Do you need to decide straight away? I'd keep it for a bit and see how it made me feel.

KurriKurri · 01/12/2019 17:33

StillCoughingandLaughing Grin

MitziK · 01/12/2019 17:36

ExSIL hated me and gave me what she thought was the shittiest gift in the world one Christmas - a bag of the unwanted toiletries she'd been given over the year, including a gel eye mask.

I adored telling anybody and everybody about what a wonderful present it was, as I'd had migraines since I was 8 and this face mask completely stopped them every single time. I could see the annoyance in her face that she'd done such a lovely thing for me, and to finally have relief from the pain AND be able to repeatedly piss her off in the process and look like a nice, kind person whilst she looked like an utter bitch due to the stuff she said behind my back to the same people was a huge bonus.

The woman who doesn't like you is probably gutted that you love it so much. Enjoy that whilst you enjoy the thing that was exactly what you wanted.

yasle · 01/12/2019 17:36

I'd put it in the charity shop. I don't like thinking about people who have been horrible to me so I wouldn't keep reminders around.

LemonSqueezy0 · 01/12/2019 17:38

Doesn't it equal out?

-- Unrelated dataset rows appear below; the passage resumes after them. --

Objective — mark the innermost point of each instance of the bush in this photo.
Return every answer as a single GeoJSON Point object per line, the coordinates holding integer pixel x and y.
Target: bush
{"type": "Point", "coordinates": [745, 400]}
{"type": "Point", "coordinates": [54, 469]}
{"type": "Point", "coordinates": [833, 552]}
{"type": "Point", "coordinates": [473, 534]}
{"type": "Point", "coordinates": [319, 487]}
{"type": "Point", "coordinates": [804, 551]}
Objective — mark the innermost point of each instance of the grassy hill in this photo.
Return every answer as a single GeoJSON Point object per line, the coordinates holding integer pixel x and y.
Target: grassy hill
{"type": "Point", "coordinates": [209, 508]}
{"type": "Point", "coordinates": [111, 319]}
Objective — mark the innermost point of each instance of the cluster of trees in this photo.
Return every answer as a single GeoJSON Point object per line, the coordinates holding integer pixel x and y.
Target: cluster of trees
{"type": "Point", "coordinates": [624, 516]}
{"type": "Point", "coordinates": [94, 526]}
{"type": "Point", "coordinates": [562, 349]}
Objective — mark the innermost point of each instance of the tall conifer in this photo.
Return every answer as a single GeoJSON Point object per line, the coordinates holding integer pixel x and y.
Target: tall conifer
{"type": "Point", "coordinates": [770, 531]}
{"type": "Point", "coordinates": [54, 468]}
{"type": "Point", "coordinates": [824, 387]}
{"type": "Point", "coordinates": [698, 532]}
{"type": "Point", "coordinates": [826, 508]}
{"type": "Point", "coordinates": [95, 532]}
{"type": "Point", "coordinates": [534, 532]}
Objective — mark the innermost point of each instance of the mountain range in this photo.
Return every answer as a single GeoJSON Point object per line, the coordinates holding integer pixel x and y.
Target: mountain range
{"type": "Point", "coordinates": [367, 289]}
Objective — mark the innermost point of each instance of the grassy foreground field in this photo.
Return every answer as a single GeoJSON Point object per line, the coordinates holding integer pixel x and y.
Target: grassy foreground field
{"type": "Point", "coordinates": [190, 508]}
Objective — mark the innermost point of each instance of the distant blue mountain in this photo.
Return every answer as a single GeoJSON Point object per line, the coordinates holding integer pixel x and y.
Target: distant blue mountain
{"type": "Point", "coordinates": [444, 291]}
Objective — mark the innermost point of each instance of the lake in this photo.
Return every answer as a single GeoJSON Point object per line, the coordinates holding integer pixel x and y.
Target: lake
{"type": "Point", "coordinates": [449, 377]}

You helped her out even though you don't particularly like her; she got you a gift (alongside everyone who helped her) even though (you think) she doesn't particularly like you either, to say thank you.... Everyone is being perfectly nice.

My old mum used to say sometimes what you think other people are thinking says more about you than them...

LucheroTena · 01/12/2019 17:41

You should enjoy it all the more for the fact she hated buying it!

rwalker · 01/12/2019 17:43

Deffo keep it she was backed into a corner because everyone got one.
Wouldn't give it another thought

willowmelangell · 01/12/2019 17:43

Well I'm more nosy than I thought. I'm gasping to know how you can give a lovely gift but make it obvious it is choking you up inside.
Did she fling it across the room like a frisbee, snarling "Happy effin Christmas?"Grin
Anyway, a real poser, keep or not?
I would keep it, mentioning at very chance, how great it was, just perfect, such a thoughtful gift etc and how I will think of every time I see it......

SeasonalVag · 01/12/2019 17:49

Regift it... Into her friendship group.

She'll never know who have it away... It will she?!

PaulHollywoodsleftbollockhair · 01/12/2019 17:50

Is it possible you are misinterpreting things and that this was an olive branch?

Havaina · 01/12/2019 17:53

Sell it on ebay and get yourself something else.

RandomUsernameHere · 01/12/2019 17:54

If the gift makes you feel negative, then give it away or sell it.
If you can enjoy it regardless of the issues with the giver, keep it.

SmileyClare · 01/12/2019 17:56

Is it possible she's changed her opinion of you and is showing her gratitude for your help with the gift? Sure you're not overthinking this OP?

I just can't imagine the thought process of giving someone a "beautiful decorative gift" because you dislike them. How is that not only passive aggressive but "supremely passive aggressive"?

That'll teach her, I'll spend my money on a beautiful gift for Deminism.. ultimate revenge mwah haha Confused

DuckbilledSplatterPuff · 01/12/2019 17:57

If it makes you feel bad, give it away to someone else who doesn't know about its bad JuJU history, but will be glad you gave it to them, and you will feel better and won't have it as a constant reminder. Also.. why not just ask her outright in a nice way why she doesn't like you?